Серия Metal Gear появилась ещё до первой PlayStation, но именно с выходом Metal Gear Solid игра вошла в списки лучших. Технологический скачок позволил рассказать сложную историю, в которой нашлось место спокойным диалогам и экшн-сценам, исследованию локаций и перестрелкам. Секретное изучение арктической военной базы вообще предполагало минимальный контакт с врагами, что требовало других качеств от игрока, нежели в большинстве игр того времени. Её отличие в деталях. Таких, как любовь к долгим разговорам по кодеку, где рассуждали о судьбах людей, исторических событиях, шутили о том, через что проходил игрок, получали подсказки в сложных моментах. Или в том, как вновь и вновь сюжет MGS не стеснялся подкидывать сюрпризы, постоянно удерживая в напряжении, будь то первая встреча с Психо Мантисом или пытки у Револьвера Оцелота, настоящая личность Миллера или забеги с ключ-картой по разным локациям игры.

MGS оказал существенное влияние на всю индустрию, произошёл поворот: игры стали воспринимать серьёзно, по ним начали писать статьи с рассуждениями о сюжете и значении тех или иных действий героев в философском контексте. А игроки стали требовать ещё — на таком уровне игр в 1998 году почти не было. MGS сделала создателя Metal Gear Хидео Кодзиму одним из самых известных людей в игровой индустрии и окружила его ореолом гения. В 2015 году в последней части серии Кодзима полностью закольцевал сюжет всей саги, который в итоге растянулся от времён Холодной войны до 2014 года.

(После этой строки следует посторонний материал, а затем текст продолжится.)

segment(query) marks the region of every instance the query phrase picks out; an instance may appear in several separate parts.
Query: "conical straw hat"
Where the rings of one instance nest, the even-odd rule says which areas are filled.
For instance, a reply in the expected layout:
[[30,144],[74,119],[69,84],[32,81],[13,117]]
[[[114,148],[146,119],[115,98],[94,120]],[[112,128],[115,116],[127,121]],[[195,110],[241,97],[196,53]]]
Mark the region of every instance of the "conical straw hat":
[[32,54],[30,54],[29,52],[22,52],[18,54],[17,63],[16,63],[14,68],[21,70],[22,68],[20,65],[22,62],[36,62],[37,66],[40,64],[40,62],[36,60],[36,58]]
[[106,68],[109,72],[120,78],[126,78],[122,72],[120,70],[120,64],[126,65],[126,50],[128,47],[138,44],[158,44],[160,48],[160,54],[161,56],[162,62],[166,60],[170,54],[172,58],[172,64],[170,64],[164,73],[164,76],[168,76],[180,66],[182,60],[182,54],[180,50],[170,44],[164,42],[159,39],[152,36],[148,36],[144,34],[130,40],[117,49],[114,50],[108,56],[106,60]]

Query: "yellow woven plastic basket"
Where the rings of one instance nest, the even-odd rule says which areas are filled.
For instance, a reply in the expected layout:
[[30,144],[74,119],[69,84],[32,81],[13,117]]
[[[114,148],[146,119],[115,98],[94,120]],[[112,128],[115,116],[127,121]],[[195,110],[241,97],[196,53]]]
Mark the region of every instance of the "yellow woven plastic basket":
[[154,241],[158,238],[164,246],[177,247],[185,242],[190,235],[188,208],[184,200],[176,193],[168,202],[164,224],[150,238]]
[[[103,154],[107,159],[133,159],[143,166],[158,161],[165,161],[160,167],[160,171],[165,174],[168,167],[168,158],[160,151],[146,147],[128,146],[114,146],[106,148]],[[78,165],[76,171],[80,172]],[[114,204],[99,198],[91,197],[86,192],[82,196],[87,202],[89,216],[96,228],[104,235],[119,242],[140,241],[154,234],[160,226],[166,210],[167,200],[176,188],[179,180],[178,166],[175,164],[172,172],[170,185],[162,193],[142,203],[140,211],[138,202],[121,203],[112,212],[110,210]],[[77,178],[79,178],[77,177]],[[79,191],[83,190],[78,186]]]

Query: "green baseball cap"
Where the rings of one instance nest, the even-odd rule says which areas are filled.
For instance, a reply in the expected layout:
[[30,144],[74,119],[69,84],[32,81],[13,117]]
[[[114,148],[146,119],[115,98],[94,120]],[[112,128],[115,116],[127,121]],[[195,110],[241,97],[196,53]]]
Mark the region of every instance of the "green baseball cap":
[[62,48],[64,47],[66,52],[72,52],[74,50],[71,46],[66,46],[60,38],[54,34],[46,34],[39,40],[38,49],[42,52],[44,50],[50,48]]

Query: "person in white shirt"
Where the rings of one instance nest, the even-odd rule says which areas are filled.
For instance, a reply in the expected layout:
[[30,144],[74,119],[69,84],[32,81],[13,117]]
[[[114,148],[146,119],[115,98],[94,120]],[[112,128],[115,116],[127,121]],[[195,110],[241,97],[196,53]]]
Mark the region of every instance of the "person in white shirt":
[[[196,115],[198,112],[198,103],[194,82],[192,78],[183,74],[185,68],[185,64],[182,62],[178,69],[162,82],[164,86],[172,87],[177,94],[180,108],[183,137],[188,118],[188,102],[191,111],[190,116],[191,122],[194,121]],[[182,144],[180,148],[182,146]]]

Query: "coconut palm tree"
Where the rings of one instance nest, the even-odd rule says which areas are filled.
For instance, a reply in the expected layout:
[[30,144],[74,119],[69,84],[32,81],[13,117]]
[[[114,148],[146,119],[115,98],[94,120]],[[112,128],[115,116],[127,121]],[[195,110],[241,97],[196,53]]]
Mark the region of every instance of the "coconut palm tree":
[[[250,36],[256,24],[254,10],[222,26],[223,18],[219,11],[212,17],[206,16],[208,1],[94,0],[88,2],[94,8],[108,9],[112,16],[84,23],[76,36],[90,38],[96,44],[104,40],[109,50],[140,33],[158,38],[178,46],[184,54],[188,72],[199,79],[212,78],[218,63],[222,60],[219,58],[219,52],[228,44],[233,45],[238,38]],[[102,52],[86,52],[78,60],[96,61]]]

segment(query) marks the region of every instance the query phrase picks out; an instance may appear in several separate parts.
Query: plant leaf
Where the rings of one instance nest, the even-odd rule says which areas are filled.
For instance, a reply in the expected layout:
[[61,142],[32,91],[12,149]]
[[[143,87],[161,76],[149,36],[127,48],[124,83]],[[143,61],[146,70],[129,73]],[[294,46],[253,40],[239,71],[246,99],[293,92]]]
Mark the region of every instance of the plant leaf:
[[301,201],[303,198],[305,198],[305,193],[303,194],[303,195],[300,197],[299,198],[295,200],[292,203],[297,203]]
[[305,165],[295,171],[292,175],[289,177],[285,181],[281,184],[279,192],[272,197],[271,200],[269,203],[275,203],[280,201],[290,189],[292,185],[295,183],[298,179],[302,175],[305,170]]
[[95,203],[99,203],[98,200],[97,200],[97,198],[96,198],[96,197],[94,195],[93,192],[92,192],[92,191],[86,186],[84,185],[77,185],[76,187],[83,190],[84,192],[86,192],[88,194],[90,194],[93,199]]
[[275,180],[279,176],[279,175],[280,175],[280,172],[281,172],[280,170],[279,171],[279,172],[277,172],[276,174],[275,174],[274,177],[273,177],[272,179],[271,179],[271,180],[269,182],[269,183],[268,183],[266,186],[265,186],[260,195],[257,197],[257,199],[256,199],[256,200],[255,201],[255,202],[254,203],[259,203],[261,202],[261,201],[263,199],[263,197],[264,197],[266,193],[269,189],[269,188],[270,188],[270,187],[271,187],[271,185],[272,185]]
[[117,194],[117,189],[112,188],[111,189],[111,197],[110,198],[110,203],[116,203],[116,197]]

MGS полностью поменяла и представление Антона Деркова о том, как можно вести повествование в видеоигре: «Это была первая игра, где сама игра поначалу не слишком цепляла: цепляла история, с первых кадров. Чудесным образом игре удавалось тебя пленить только лишь респектабельным внешним видом роликов». На каждой локации тебя пытались удивить новой механикой, объясняет Дерков. Вот здесь наэлектризован пол, а здесь нельзя использовать оружие, здесь ядовитый газ, а после ты должен узнать племянницу своего начальника по её походке. «Metal Gear Solid точечно бил в твои незащищённые точки интереса и вовлечённости. Поиграв в неё буквально час, хотелось забыть про свою настоящую жизнь и изучить игру на все сто процентов». По его мнению, именно там — из всей серии Metal Gear Solid — были «самые ламповые разговоры», а актёрская игра была запредельной для компьютерных игр. «Моё знакомство было сопряжено с корявым качеством пиратского перевода, но даже с ним игра очаровывала. Она выходила бок о бок с Syphon Filter, где, как по мне, на то время стелс-геймплей был интересней. Но в ней не было той магии, такого чарующего ощущения прикосновения к монументальному», — объясняет Дерков. По его мнению, игра была серьёзнее всего, что выходило на свет до неё. Запутанный сюжет с целыми тремя глобальными твистами сносил башню, а от геймплея было не оторваться: для игры своего жанра на тот момент он был даже слишком разнообразен, считает Дерков.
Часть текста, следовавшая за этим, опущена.